Securities — Every Member of § 13(d) Group Must Be a Beneficial Owner

Hemispherx Biopharma,Inc. v. Johannesburg Consol. Invs., 2008 U.S. App. LEXIS 26515 (11th Cir. Dec. 29, 2008):

Whether individuals or entities without a beneficial ownership interest in a company's securities can nonetheless become members of a "group" within the meaning of section 13(d)(3) of the Exchange Act is an issue of first impression in this circuit. ***

Section 13(d)(3) is the critical provision in this case. It addresses group membership for purposes of section 13(d) and provides that "[w]hen two or more persons act as a partnership, limited partnership, syndicate, or other group for the purpose of acquiring, holding, or disposing of securities of an issuer, such syndicate or group shall be deemed a 'person' for the purposes of this subsection." 15 U.S.C. § 78m(d)(3)). The SEC regulation under section 13(d)(3) further provides that "[w]hen two or more persons agree to act together for the purpose of acquiring, holding, voting or disposing of equity securities of an issuer, the group formed thereby shall be deemed to have acquired beneficial ownership . . . of all equity securities of that issuer beneficially owned by any such persons." 17 C.F.R. § 240.13d-5(b)(1).

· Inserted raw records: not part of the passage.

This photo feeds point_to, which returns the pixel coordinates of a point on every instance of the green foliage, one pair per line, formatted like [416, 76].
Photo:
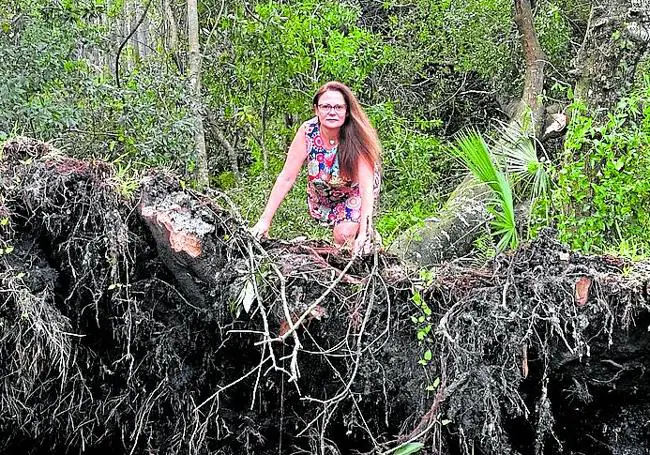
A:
[413, 166]
[292, 218]
[554, 32]
[275, 57]
[473, 151]
[602, 191]
[50, 91]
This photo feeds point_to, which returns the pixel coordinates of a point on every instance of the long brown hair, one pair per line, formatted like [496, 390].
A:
[357, 138]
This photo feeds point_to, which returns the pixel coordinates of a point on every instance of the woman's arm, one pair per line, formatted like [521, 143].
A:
[366, 175]
[284, 182]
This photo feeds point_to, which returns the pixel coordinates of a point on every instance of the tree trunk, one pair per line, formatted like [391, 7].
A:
[452, 234]
[616, 41]
[195, 88]
[534, 78]
[460, 221]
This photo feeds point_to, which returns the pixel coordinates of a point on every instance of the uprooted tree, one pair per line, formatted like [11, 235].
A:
[155, 324]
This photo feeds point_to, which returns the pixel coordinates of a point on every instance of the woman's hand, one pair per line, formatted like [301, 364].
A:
[360, 244]
[261, 229]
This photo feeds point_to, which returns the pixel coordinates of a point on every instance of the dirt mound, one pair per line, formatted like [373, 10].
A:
[156, 324]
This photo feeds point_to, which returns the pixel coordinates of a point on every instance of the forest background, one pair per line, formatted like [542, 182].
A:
[119, 80]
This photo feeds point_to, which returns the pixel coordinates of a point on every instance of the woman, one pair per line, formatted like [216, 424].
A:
[342, 152]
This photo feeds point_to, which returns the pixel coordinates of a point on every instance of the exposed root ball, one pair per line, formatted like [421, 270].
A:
[158, 325]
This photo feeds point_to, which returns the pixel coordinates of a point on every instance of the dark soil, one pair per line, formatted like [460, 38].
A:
[153, 323]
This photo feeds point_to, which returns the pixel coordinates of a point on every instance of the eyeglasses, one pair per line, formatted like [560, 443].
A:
[326, 108]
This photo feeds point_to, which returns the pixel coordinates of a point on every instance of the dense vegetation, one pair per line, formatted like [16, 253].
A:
[424, 70]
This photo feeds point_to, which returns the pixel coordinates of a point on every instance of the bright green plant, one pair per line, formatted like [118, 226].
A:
[601, 199]
[473, 151]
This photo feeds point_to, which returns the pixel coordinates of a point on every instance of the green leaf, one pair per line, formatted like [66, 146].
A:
[411, 447]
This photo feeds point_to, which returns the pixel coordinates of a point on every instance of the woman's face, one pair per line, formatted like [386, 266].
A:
[331, 109]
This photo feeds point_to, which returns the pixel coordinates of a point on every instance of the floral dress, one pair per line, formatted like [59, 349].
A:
[330, 198]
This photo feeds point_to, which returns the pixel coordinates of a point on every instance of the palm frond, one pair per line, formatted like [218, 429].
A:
[519, 155]
[472, 150]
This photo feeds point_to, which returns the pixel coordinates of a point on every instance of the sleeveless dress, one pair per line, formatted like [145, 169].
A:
[330, 198]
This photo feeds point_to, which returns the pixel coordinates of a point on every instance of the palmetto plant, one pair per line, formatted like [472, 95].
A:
[510, 160]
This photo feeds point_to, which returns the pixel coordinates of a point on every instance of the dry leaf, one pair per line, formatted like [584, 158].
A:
[582, 290]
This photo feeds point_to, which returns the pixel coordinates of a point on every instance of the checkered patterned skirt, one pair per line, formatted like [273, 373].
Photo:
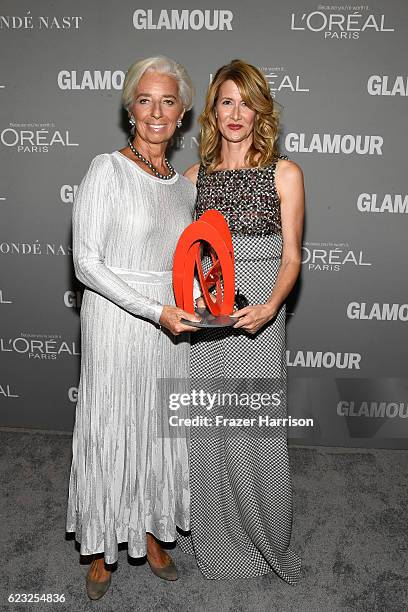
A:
[241, 495]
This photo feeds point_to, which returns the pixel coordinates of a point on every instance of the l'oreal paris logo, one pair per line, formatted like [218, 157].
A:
[339, 25]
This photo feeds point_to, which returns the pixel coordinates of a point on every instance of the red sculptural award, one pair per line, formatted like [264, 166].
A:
[211, 229]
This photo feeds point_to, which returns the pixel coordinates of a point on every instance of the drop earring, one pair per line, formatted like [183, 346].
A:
[133, 124]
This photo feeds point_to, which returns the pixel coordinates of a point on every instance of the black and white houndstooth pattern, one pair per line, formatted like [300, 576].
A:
[241, 497]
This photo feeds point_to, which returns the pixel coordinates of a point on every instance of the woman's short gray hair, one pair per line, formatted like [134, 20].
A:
[163, 65]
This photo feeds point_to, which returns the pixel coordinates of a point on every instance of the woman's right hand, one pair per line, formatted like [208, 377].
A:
[171, 316]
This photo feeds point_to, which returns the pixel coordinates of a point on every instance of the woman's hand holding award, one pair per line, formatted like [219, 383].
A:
[211, 229]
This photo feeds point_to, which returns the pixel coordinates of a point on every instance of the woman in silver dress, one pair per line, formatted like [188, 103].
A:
[241, 497]
[128, 483]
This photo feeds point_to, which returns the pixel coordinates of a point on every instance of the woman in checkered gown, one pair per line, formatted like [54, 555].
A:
[241, 497]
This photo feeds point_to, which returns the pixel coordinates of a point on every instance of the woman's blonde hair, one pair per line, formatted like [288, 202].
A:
[163, 65]
[255, 92]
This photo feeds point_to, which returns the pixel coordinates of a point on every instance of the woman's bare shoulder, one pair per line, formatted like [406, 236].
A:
[192, 173]
[288, 169]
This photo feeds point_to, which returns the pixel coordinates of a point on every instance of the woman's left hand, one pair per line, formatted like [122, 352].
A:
[252, 318]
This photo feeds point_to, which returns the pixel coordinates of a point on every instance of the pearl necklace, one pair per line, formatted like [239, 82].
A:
[150, 165]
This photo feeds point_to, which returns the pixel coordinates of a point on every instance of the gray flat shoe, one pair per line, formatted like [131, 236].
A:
[169, 572]
[96, 590]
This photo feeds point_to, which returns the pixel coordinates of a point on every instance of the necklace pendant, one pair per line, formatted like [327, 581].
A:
[150, 165]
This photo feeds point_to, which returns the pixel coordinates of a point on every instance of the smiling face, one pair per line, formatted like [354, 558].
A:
[235, 120]
[156, 107]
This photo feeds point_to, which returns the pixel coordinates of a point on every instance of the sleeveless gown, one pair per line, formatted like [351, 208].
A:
[241, 497]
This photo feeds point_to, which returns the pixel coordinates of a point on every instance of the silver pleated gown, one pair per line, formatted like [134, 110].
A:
[125, 478]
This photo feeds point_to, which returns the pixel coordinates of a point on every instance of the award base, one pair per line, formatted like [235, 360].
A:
[209, 320]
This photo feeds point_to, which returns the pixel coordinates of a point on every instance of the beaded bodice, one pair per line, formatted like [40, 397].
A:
[247, 197]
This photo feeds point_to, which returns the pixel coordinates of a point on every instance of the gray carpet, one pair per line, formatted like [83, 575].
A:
[350, 528]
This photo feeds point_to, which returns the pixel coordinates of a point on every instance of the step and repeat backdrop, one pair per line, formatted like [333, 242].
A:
[339, 76]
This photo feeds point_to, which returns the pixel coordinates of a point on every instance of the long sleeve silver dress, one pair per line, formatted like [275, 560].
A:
[126, 479]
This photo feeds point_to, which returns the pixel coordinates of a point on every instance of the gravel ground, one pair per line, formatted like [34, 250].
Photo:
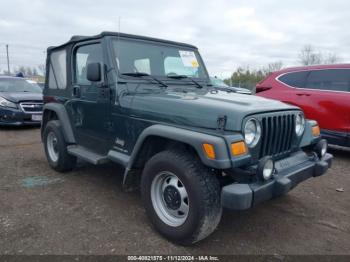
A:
[86, 212]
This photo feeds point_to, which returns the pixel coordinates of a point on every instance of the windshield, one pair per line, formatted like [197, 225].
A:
[217, 82]
[157, 59]
[18, 85]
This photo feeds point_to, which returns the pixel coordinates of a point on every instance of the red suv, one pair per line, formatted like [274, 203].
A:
[323, 92]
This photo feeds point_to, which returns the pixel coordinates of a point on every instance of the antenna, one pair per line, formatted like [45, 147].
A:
[118, 39]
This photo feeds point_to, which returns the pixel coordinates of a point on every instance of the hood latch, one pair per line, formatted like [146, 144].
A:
[221, 122]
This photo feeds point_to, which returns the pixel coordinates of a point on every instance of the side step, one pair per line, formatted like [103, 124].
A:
[87, 155]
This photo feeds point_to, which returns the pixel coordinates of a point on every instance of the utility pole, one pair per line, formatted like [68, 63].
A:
[8, 60]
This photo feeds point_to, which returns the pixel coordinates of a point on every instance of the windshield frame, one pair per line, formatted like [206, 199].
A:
[18, 79]
[120, 75]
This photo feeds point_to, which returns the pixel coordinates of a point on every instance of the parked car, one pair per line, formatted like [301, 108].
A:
[220, 84]
[323, 92]
[148, 105]
[21, 102]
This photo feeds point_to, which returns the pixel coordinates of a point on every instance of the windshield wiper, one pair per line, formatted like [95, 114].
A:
[185, 77]
[140, 74]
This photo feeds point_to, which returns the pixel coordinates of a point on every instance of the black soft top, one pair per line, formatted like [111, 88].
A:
[79, 38]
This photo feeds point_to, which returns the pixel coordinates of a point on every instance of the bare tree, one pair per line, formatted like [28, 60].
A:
[42, 68]
[331, 58]
[309, 56]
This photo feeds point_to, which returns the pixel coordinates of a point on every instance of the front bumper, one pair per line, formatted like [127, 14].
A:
[16, 117]
[289, 173]
[336, 137]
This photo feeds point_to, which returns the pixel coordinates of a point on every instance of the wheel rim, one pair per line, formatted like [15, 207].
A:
[52, 146]
[170, 199]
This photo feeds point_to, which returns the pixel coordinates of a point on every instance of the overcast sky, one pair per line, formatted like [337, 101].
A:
[228, 33]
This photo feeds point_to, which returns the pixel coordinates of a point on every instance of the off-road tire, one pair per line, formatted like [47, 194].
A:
[65, 161]
[203, 192]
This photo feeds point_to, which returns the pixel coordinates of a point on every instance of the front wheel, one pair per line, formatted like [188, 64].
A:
[181, 196]
[56, 148]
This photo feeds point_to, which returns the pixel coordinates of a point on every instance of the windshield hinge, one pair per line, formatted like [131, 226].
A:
[221, 122]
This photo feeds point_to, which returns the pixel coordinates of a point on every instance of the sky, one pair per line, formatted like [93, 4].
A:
[228, 33]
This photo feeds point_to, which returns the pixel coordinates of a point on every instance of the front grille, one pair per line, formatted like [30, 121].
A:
[277, 134]
[31, 107]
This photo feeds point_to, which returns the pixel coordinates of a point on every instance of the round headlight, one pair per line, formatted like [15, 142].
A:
[299, 124]
[252, 132]
[268, 169]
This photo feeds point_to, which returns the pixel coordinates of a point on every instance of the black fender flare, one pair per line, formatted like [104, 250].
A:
[62, 115]
[192, 138]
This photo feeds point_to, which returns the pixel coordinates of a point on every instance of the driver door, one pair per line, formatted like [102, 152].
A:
[90, 104]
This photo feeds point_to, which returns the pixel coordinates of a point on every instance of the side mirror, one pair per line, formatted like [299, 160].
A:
[93, 72]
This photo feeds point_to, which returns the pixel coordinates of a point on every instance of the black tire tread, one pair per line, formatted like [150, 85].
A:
[66, 162]
[209, 186]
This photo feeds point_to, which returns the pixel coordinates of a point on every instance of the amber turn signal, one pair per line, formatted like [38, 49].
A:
[238, 148]
[209, 151]
[316, 131]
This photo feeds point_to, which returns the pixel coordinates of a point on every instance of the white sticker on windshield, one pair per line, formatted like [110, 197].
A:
[188, 58]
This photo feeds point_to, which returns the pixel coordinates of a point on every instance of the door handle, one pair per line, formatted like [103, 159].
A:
[76, 91]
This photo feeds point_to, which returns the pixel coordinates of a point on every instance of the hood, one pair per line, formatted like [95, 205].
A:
[21, 96]
[202, 108]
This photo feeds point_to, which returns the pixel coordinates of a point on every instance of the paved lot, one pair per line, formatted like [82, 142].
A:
[86, 212]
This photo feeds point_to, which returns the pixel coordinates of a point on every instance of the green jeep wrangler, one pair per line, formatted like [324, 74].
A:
[192, 148]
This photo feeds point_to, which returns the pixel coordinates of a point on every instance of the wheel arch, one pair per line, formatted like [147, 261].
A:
[55, 111]
[157, 138]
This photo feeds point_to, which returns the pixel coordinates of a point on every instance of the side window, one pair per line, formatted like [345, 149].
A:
[58, 70]
[331, 79]
[85, 55]
[295, 79]
[143, 65]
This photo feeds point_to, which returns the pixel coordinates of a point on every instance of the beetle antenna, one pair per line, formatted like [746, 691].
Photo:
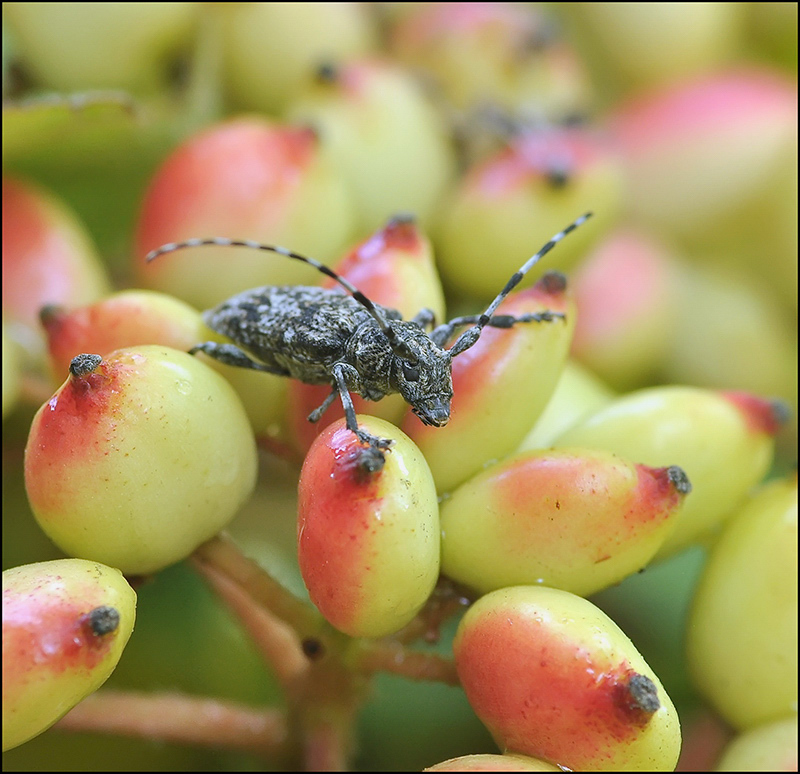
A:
[471, 335]
[397, 346]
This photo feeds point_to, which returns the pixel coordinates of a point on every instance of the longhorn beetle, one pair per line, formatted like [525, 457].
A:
[322, 336]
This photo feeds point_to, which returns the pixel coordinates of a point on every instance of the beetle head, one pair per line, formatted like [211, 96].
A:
[422, 373]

The text of sections 13(d)(1) and 13(d)(3) leaves open the question of whether beneficial ownership of stock is required for group membership within the meaning of paragraph (d)(3). Section 13(d)(3) does not expressly require or rule out a beneficial ownership requirement, or even mention the term "beneficial owner." Nor does the applicable SEC regulation address the question. Rule 13d-5 instructs that when a section 13(d)(3) group is formed, each member of the group "shall be deemed to have acquired beneficial ownership . . . of all equity securities . . . beneficially owned by any such persons." 17 C.F.R. § 240.13d-5(b)(1). Put another way, the regulation provides that when two or more persons act as a section 13(d)(3) group, each individual member is deemed to beneficially own the securities owned by all of them. It does not rule out a non-beneficial owner becoming a member of a section 13(d)(3) group and thereby being treated as a beneficial owner of all of the securities owned by any group member. Nor does it compel that result. The regulation simply does not say one way or the other. But see Rosenberg v. XM Ventures, 274 F.3d 137, 145 (3d Cir. 2001) (finding "support" in Rule 13d-5 for its conclusion that no person who is not already a beneficial owner can be a member of a section 13(d)(3) group). The question, then, is whether the context of section 13(d)(3) and the congressional purpose behind it show that beneficial ownership of securities is required for group membership.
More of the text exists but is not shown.